During a recent trip to Rome, this reviewer paid a visit to the Porto Maggiore, where Roman roads and aqueducts converge for convenient viewing. The conduits of two of Rome’s later water lines are clearly seen atop an arched gate where the Via Praenestina and Via Labicana once entered the city. Begun in 38 A.D. by the Emperor Claudius, the structure was “completed on the most magnificent scale” to carry the aqueducts Claudia and Anio Novus, which augmented the city’s supplies with water from the Monti Simbruini about twenty miles outside Rome. The cross-section highlights how Roman aqueducts were built with a very slight incline over long distances because they relied on gravity to move water downhill. While Roman engineers plotted straight lines for roads, they plotted meandering courses for moving water from source to city, a practice Frontinus calls the “art of levelling.”

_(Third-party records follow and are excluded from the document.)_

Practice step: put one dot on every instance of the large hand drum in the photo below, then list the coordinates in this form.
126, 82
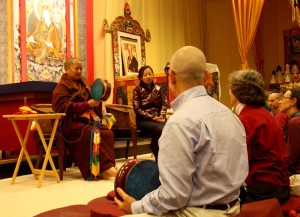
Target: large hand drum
137, 178
101, 89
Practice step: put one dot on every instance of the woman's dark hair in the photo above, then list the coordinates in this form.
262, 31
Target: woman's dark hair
141, 71
295, 93
248, 87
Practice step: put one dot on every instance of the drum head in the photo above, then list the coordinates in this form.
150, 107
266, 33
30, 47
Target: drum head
142, 177
100, 90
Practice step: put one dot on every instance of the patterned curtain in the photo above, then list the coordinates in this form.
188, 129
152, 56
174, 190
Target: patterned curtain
246, 17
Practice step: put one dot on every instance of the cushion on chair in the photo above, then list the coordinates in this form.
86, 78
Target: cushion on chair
292, 204
111, 195
264, 208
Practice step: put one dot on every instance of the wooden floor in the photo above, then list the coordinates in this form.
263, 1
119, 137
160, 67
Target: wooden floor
7, 166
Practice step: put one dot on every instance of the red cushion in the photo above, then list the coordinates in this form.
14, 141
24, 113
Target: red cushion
263, 208
292, 204
106, 210
111, 195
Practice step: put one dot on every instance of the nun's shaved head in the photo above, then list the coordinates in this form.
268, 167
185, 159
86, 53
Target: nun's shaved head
189, 64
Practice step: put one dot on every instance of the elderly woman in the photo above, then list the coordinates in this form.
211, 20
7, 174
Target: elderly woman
150, 105
268, 176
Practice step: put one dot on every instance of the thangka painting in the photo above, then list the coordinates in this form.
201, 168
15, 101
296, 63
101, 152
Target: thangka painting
45, 40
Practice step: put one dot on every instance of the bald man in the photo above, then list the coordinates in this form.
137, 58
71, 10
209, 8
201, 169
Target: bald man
202, 157
274, 101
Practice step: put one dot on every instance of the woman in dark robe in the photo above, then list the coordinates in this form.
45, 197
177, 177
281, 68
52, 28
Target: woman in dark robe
72, 96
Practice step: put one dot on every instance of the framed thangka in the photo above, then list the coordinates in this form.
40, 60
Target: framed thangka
46, 33
130, 51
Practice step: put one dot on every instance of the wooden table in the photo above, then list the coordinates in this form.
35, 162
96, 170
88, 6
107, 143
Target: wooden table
47, 147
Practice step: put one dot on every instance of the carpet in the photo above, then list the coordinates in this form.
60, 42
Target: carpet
99, 207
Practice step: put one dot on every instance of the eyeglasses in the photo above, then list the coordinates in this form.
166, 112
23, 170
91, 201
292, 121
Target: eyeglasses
167, 67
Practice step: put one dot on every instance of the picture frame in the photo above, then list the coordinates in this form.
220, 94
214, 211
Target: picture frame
130, 53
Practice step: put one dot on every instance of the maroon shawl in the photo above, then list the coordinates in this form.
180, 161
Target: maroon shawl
65, 94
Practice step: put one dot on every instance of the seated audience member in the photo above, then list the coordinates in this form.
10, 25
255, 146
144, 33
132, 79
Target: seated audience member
150, 105
268, 176
72, 96
202, 157
290, 104
274, 101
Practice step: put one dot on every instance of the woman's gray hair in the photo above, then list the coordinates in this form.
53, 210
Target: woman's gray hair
248, 87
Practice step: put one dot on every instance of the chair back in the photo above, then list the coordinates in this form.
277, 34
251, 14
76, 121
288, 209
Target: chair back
124, 115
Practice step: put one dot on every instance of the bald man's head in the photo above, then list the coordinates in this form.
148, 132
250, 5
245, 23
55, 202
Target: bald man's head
189, 64
70, 61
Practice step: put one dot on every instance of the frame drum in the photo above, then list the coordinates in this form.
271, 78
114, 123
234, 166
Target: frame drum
137, 178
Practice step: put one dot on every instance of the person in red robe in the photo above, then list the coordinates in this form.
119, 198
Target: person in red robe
72, 96
268, 175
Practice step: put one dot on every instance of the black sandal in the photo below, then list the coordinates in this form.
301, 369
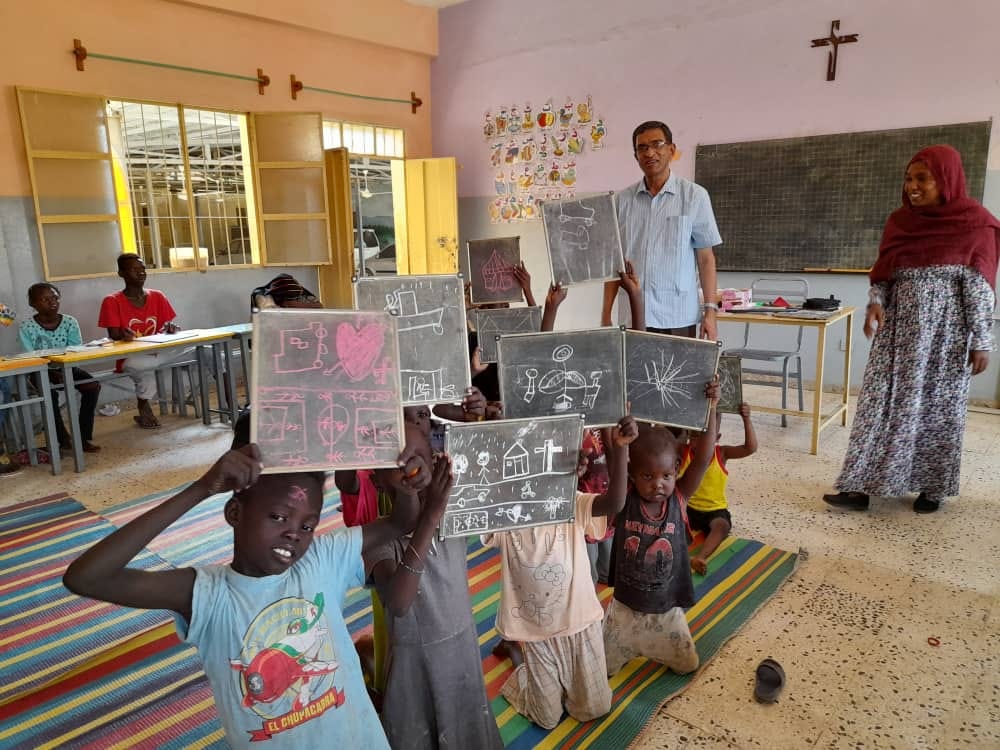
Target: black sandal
925, 505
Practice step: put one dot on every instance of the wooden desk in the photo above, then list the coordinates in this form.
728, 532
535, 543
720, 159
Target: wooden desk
121, 350
20, 369
820, 421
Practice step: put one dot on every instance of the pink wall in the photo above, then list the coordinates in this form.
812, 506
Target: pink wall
39, 36
714, 70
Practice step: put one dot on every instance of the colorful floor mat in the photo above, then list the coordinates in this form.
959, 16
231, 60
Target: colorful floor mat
149, 691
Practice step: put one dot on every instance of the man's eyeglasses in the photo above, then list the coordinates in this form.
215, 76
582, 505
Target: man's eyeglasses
643, 148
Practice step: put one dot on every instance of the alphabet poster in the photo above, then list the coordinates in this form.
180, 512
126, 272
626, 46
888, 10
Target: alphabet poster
325, 390
511, 473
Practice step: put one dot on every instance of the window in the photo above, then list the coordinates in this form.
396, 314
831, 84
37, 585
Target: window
185, 185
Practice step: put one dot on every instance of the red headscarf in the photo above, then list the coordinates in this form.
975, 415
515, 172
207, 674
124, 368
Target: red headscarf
959, 231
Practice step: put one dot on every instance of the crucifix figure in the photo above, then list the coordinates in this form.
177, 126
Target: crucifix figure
833, 41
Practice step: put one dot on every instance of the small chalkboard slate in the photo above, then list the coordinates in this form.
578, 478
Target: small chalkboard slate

Roman aqueducts have proved durable. The Acqua Vergine, still operational, supplies water to the Trevi Fountain, and the first-century A.D. aqueduct at the Pont du Gard in southeastern France, built to carry water to the Roman colony of Nemausus (present-day Nîmes), served as the backdrop for the start of Stage 17 of the 2019 Tour de France.

Modern impressions of aqueducts formed from the surviving segments supported by archways overlook how construction changed to reflect changes in security concerns as Rome developed from city to Empire. Early builders, Frontinus writes, “purposely sunk their aqueducts in the ground, in order that they might not easily be cut by the enemy, since frequent wars were still waged with the Italians.”

Drawing from Frontinus’ successful campaigns on the Rhine and Danube frontiers and his tenure as governor of Britain, Stratagems (Strategemata) collects examples of military strategies intended to motivate Roman officers to conceive similar operations for their own commands; numerous cases involve how to ensure supplies of food and water, or which ruses might convey to enemies that a force is well-provisioned despite shortages of essential supplies. Frontinus devotes Book III Chapter VII to ideas “On Diverting Streams and Contaminating Waters,” such as Caesar’s use of subterranean channels to cut off the water flow from the springs supplying Cadurci during one of his Gallic campaigns in 51 B.C. Romans were already experienced water engineers by that time, as neighboring populations came to learn.

To Frontinus, building and operating public works such as roads and aqueducts was not just a practical requirement of military conquest and provincial administration. Such achievements displayed the glory of Rome as a civilization. Reflecting on the Claudia and the Anio Novus, which outside the city flowed across some of the highest arches in the Roman aqueduct system at 109 feet, he writes in De Aquis, “with such an array of indispensable structures carrying so many waters, compare, if you will, the idle Pyramids, or the useless, though famous, works of the Greeks.”